268950 Age differences and cognitive processing in the expressive writing paradigm

Wednesday, October 31, 2012

Dane Emmerling , School of Public Health: Department of Health Behavior, University of North Carolina, Chapel Hill, NC
Christine Rini, PhD , UNC Gillings School of Global Public Health, Department of Health Behavior and Health Education, University of North Carolina at Chapel Hill, Chapel Hill, NC
Melanie C. Green, PhD , University of North Carolina Chapel Hill, Chapel Hill, NC
Chris Akiba, MPH , School of Public Health: Department of Health Behavior, University of North Carolina, Chapel Hill, NC
Rebecca Woodruff, MPH , School of Public Health: Department of Health Behavior, University of North Carolina, Chapel Hill, NC
Joseph Simons , Department of Social Psychology, University of North Carolina, Chapel Hill, NC
Quality of life issues due to psychological distress and ongoing health problems are major concerns for many of the 11.7 million cancer survivors in the United States.

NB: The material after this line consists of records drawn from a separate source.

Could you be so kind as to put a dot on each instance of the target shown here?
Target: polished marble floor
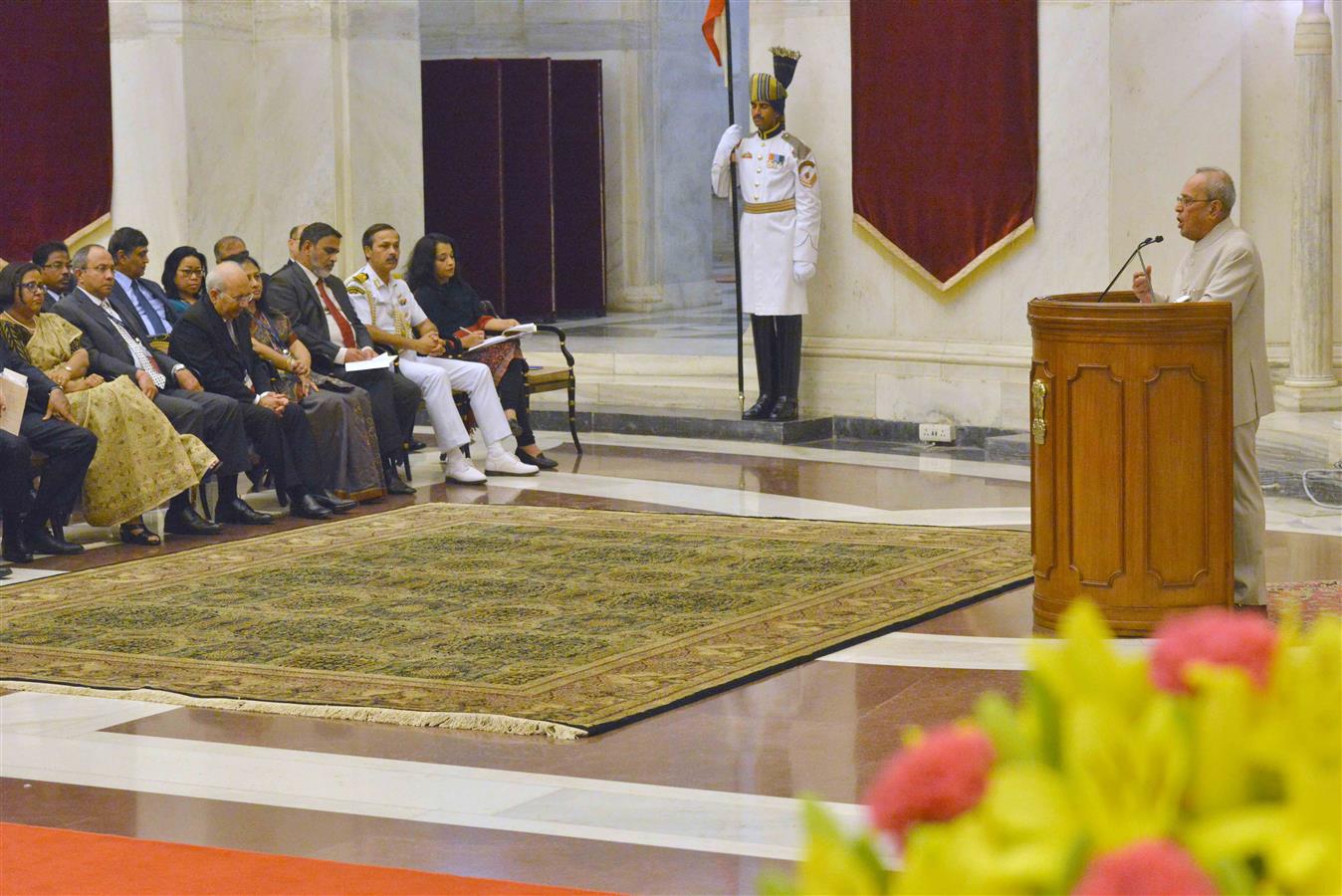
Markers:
(694, 799)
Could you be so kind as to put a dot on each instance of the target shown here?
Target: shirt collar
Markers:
(372, 275)
(95, 298)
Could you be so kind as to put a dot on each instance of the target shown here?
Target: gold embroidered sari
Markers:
(141, 460)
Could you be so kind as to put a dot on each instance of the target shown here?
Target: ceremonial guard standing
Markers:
(780, 234)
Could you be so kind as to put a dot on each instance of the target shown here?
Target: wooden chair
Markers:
(552, 379)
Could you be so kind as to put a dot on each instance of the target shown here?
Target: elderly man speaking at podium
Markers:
(1225, 266)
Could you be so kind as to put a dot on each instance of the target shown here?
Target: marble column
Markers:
(1311, 384)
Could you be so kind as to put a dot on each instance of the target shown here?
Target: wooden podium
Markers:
(1130, 458)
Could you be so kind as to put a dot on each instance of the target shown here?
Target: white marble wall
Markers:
(1133, 96)
(149, 122)
(249, 116)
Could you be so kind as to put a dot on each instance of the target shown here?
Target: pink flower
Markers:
(936, 780)
(1148, 867)
(1214, 636)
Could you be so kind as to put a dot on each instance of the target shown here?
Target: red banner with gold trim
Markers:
(945, 127)
(55, 120)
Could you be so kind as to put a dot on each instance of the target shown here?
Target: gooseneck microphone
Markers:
(1136, 254)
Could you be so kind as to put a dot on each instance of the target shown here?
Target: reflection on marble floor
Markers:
(694, 799)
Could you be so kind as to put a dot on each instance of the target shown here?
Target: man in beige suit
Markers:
(1225, 266)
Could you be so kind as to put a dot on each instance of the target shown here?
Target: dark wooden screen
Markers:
(463, 165)
(513, 170)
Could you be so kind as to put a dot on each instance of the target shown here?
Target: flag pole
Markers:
(736, 221)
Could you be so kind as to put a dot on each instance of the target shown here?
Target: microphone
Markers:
(1137, 254)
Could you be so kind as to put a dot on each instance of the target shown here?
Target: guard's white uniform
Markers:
(782, 223)
(392, 308)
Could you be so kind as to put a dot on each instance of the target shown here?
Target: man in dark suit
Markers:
(118, 346)
(214, 339)
(49, 427)
(130, 257)
(54, 261)
(317, 306)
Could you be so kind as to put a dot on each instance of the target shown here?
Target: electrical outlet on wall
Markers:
(936, 432)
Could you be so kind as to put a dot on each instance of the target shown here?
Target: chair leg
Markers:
(573, 414)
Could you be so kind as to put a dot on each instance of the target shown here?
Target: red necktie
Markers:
(346, 332)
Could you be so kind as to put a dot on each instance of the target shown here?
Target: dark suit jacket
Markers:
(156, 293)
(292, 294)
(108, 353)
(201, 342)
(39, 386)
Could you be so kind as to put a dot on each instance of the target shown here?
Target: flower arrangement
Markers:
(1211, 766)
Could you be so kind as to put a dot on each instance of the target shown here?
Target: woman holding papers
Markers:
(455, 308)
(339, 413)
(141, 460)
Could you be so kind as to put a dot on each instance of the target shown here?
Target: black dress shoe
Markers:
(537, 460)
(397, 486)
(783, 408)
(188, 522)
(308, 507)
(333, 503)
(15, 549)
(239, 513)
(760, 409)
(42, 542)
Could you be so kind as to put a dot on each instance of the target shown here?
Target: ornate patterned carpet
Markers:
(506, 618)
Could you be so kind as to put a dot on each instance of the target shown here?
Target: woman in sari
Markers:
(184, 278)
(341, 414)
(458, 310)
(141, 460)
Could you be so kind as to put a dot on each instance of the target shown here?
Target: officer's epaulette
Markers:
(797, 146)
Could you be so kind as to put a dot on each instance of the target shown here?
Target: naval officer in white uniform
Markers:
(780, 234)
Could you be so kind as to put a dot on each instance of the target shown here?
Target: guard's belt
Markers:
(766, 208)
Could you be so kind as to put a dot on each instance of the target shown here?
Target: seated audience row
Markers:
(139, 389)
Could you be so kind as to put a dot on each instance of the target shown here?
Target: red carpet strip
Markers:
(49, 860)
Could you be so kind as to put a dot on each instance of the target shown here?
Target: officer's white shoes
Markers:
(505, 464)
(459, 470)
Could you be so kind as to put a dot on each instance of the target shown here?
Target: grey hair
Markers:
(215, 279)
(1221, 186)
(80, 262)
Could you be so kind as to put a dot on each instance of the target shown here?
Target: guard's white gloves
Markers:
(802, 271)
(730, 137)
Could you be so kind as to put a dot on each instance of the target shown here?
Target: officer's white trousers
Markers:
(436, 378)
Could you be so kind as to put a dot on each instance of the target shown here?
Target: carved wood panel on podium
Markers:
(1130, 493)
(514, 172)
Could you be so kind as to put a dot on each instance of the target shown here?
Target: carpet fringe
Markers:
(411, 718)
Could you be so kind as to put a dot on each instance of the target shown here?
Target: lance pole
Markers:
(736, 223)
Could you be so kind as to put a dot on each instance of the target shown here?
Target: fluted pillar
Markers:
(1311, 384)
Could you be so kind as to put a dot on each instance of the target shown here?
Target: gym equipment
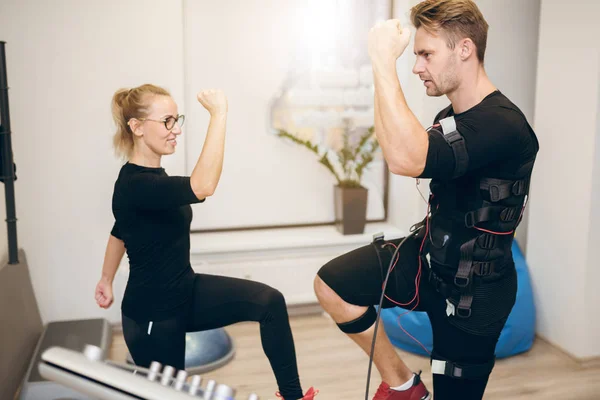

Research shows that emotionally expressive writing (EW) that focuses on the trauma associated with cancer results in mental and physical health benefits. Thus, EW holds promise for being a cost-effective, low-burden intervention for cancer survivors. Evidence suggests that cognitive processing is a main mechanism through which EW produces benefits. However, as people age their cognitive processing changes. Older cancer patients have been shown to have both better coping skills and utilization of social support that influences how they process trauma. Yet, few studies have examined effects of age on cognitive processing in EW. Consequently, this study examined whether linguistic indicators of cognitive processing differed by age in a sample of 165 hematopoietic stem cell transplant survivors. Participants ranged in age from 19-79 (M=53, SD=12.5). Participants completed four EW sessions, writing about their experiences before, during, and after transplant. LIWC (text analysis software) was used to analyze the percentage of cognitive word use (an indicator of cognitive processing) in their writing. Older age correlated with using significantly fewer cognitive processing words, r=-.228 (p=.009). Because cognitive processing is associated with reduced psychological distress and better health outcomes, the results from this study indicate a need to study whether older people benefit less than younger people from EW and/or whether there are unique mechanisms through which EW benefits older adults.

Learning Areas:
Public health or related research
Social and behavioral sciences

Learning Objectives:
Describe the evidence for expressive writing’s efficacy with cancer survivors. Discuss age differences in the expressive writing paradigm. Analyze implications for future expressive writing interventions.

Keywords: Cancer, Well-Being

Presenting author's disclosure statement:

Qualified on the content I am responsible for because: I have been the principal Research Assistant on this data set responsible for all data cleaning, management, and analysis. I have been supported by the Principle Investigator on this study, Dr. Rini, who is an expert in this field. My research interests include research utilization and community based participatory research.
Any relevant financial relationships? No

I agree to comply with the American Public Health Association Conflict of Interest and Commercial Support Guidelines, and to disclose to the participants any off-label or experimental uses of a commercial product or service discussed in my presentation.